Tedbury Camp Quarry takes its name from the Iron Age fortification that partially encircles the high ground 500m
southwest of the quarry. Flanked by deeply incised valleys containing the River Mells (to the north) and Fordbury
Water (to the south), the area provided a natural site for one of the many hill forts that are known on the Mendip
Hills. Remnants of the bank and ditch fortification that stretches between the two valleys can still be traced through
the wooded hilltop (Figure 2).
Intermittent quarrying activity during the 20th century removed much of the Carboniferous limestone that forms the
narrow promontory at the confluence of the River Mells and Fordbury Water. When the quarry was operational, the
processing plant was located on the natural, near-horizontal surface of Carboniferous limestone that was revealed
after the thin (4-6m) overburden of Jurassic limestone was removed. In the 1960s, quarrying ceased and the flat
bench was used for storing hardcore and rubble.

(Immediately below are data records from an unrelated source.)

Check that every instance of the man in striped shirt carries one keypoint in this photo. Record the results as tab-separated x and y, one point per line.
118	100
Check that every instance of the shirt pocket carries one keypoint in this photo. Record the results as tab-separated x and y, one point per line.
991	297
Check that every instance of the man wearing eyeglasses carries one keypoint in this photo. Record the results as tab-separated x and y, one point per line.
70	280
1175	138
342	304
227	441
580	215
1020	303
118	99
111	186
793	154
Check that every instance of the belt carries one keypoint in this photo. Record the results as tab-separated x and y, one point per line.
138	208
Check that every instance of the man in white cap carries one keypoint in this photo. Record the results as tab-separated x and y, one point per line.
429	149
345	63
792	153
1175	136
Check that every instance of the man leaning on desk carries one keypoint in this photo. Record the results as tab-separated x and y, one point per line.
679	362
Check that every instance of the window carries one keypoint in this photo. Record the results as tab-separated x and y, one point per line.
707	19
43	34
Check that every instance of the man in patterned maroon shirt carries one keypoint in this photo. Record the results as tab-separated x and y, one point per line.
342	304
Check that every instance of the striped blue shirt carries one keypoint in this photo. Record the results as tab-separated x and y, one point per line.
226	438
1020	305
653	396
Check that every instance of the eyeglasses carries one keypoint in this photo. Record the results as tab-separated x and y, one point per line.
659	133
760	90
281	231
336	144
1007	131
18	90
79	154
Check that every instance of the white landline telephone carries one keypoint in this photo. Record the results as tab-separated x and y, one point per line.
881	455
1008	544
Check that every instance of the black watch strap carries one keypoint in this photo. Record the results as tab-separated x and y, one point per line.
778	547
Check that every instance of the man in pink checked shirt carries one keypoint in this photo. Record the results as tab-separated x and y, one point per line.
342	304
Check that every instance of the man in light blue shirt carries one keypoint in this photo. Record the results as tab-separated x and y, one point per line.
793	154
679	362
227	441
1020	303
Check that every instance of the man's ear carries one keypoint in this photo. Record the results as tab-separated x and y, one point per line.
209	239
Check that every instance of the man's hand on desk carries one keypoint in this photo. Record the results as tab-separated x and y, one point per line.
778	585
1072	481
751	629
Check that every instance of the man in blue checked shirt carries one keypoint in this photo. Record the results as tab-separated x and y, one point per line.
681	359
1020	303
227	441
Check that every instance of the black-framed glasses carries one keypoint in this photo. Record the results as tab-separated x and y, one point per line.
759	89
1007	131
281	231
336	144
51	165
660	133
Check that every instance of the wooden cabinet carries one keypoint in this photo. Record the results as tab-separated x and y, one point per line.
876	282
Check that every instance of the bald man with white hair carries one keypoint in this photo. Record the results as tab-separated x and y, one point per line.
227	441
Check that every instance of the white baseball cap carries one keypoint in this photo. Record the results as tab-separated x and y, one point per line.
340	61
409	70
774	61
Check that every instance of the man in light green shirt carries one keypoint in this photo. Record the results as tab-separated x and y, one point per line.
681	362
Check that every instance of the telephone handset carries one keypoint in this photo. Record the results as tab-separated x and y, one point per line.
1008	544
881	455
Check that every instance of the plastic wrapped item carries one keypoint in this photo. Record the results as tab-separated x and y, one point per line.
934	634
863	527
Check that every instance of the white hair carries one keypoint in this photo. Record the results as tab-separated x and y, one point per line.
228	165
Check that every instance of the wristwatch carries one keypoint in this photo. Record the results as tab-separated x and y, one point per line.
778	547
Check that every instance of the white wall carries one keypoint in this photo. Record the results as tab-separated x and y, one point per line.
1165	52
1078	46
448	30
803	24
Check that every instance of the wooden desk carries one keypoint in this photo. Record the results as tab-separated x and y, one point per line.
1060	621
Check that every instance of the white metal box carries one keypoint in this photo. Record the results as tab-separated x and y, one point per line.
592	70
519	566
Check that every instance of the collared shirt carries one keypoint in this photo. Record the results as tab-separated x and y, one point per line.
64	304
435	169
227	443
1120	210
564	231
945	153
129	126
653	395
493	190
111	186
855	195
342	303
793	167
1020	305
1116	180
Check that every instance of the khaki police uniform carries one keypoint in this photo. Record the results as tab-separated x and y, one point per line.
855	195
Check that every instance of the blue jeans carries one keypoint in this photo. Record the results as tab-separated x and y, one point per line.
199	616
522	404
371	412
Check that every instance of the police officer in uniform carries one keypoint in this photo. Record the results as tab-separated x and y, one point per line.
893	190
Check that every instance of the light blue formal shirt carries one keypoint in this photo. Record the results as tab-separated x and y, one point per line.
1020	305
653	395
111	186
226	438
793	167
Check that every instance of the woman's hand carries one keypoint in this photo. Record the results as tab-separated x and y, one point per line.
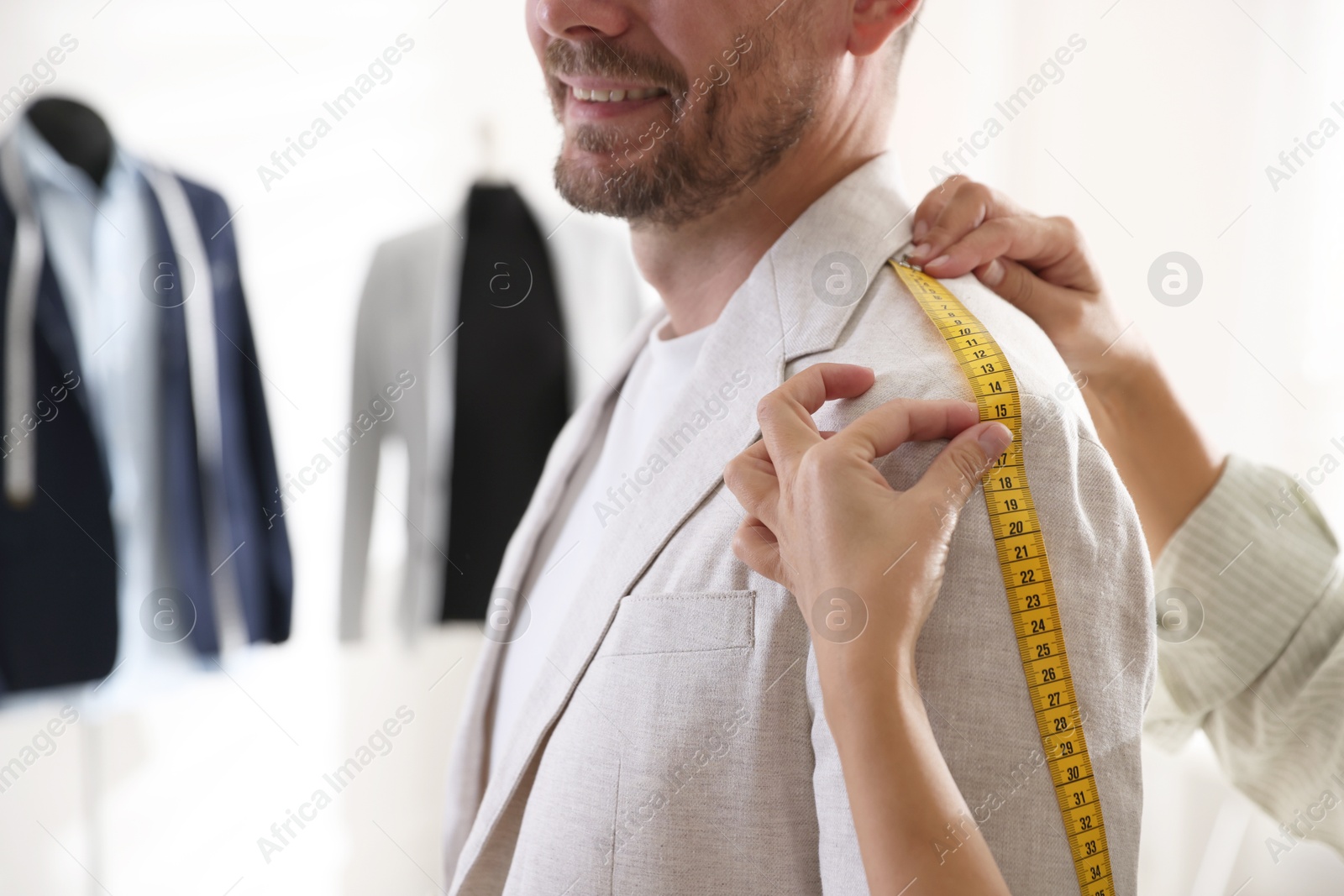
1038	264
864	563
860	558
1042	266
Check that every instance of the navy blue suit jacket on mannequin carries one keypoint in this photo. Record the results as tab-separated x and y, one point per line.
58	574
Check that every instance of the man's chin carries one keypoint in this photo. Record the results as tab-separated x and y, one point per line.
593	184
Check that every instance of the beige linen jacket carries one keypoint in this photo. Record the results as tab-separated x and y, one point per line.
678	743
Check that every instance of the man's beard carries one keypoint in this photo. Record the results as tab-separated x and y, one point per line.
711	150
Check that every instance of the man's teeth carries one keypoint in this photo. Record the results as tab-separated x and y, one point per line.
616	96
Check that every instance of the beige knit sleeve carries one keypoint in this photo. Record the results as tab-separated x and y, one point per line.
1250	613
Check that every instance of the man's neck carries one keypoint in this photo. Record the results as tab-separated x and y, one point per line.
698	266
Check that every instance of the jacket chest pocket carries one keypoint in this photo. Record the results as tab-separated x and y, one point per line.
682	622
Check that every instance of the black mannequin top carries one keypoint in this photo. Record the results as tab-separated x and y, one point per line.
77	132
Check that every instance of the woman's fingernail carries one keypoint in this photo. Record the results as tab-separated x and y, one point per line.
994	439
994	273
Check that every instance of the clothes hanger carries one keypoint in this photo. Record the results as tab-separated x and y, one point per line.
77	132
488	147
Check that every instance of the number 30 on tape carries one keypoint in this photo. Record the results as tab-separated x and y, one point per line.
1032	594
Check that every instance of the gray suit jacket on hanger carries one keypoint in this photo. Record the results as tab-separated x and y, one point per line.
407	316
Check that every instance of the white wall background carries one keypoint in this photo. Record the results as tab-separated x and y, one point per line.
1156	139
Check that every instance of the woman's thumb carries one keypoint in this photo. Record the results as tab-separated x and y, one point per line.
952	479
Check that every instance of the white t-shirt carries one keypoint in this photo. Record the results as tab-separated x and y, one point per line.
570	548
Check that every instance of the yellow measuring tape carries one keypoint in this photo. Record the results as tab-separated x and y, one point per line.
1032	593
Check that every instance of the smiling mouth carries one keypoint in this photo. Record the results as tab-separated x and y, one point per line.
616	96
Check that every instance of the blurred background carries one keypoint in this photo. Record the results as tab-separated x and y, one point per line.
1155	137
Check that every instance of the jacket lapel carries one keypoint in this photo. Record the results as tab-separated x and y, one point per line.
776	317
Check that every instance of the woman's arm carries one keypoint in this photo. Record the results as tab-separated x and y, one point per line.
1041	265
1250	587
822	520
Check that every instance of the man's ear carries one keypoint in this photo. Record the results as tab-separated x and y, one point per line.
875	20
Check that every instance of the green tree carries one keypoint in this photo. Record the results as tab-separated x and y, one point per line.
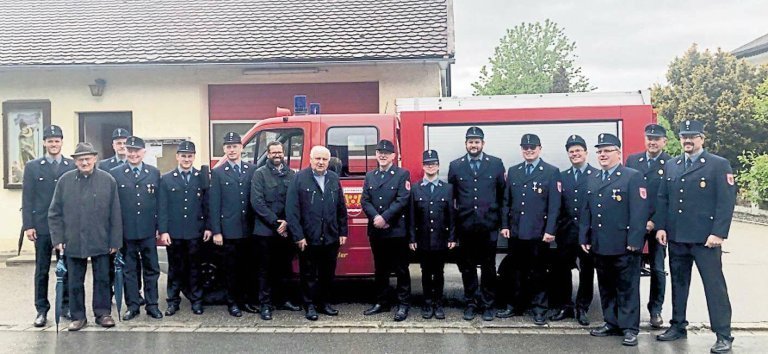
715	88
673	143
532	58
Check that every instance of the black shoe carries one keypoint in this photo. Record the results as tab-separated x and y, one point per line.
488	314
439	312
197	309
508	312
234	311
581	317
66	314
311	313
672	333
171	310
401	314
605	331
130	314
328	310
41	319
290	306
469	313
251	308
265	312
656	320
723	345
427	312
630	339
562	314
377	308
154	313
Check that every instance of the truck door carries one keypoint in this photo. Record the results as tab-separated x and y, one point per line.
353	153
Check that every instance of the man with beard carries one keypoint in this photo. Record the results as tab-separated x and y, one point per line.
182	224
137	184
478	192
40	177
529	217
385	201
568	249
694	212
612	228
231	220
85	220
651	164
317	221
274	250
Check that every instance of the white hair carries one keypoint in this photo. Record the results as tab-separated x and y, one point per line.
319	149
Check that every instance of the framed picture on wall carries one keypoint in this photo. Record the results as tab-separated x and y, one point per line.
23	123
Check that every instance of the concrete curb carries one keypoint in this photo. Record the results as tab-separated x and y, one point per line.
474	327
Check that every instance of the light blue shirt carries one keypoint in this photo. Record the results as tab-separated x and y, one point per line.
320	179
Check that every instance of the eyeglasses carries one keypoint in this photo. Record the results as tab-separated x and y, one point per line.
606	151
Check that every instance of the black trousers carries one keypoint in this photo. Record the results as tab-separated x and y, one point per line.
432	278
274	255
184	271
76	268
710	266
561	281
656	255
477	248
235	254
618	279
144	252
112	271
530	262
317	267
43	248
390	255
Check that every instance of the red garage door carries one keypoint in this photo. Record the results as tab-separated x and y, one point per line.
254	102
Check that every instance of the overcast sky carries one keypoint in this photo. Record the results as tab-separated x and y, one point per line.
621	45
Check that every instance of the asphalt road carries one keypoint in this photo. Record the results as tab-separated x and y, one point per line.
93	342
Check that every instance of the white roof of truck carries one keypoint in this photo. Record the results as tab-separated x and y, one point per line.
549	100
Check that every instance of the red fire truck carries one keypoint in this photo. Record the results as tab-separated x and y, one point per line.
440	124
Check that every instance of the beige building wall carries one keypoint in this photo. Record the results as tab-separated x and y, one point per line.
172	102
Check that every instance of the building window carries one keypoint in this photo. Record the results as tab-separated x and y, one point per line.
353	150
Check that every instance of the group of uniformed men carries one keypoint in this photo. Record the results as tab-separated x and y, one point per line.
583	217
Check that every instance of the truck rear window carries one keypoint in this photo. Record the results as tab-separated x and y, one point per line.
353	150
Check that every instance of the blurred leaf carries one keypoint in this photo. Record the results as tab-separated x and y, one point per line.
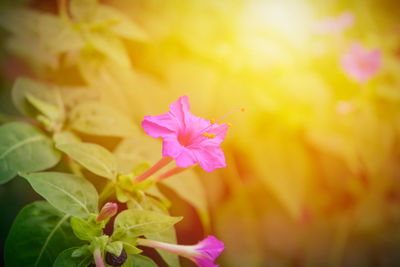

Early in the 1980s, geologists were carrying out field surveys in eastern Mendip to identify sites for inclusion in a
geological guidebook (Duff et al., 1985), and the educational potential of this partially obscured exposure was
championed principally by Charles Copp, then a postgraduate researcher at Keele University. Negotiations with
the quarry owner resulted in the former Nature Conservancy Council being permitted to clear the site, revealing a
spectacular expanse of some 4,300m2 of Carboniferous limestone overlain by low cliffs of Jurassic limestone
Figure 3. Tedbury Camp Quarry when first cleared by
the Nature Conservancy Council
Reproduced from Duff et al., 1985.
Although the site has no statutory protection, it has been conserved on a voluntary basis for the last two
decades and the principal threats to its existence come from invasive silver birch, buddleia and fly tipping
(Whiteley, 2006). It was identified as a Regionally Important Geological Site (RIGS) and included in the RIGS
register held by Somerset Environmental Records Centre in 1987. In 1993 it was recognised as a County
Geology Site and incorporated within the Mendip District Plan. More recently, Tedbury Camp has been
included in Somerset Geology - A Good Rock Guide, used as an exemplar in the assessment of geodiversity
at geological sites nationwide (Scott et al., 2007), and featured in Farran’s (2008) compilation of geological
localities in eastern Mendip.
This site is large and the Jurassic exposures can be replenished, so judicious hammering and collecting is
permitted, although care should be taken to avoid damaging the unconformity surface. That said, a stiff-bristled
brush and a good hand lens are better tools for revealing the detail that makes Tedbury Camp so interesting.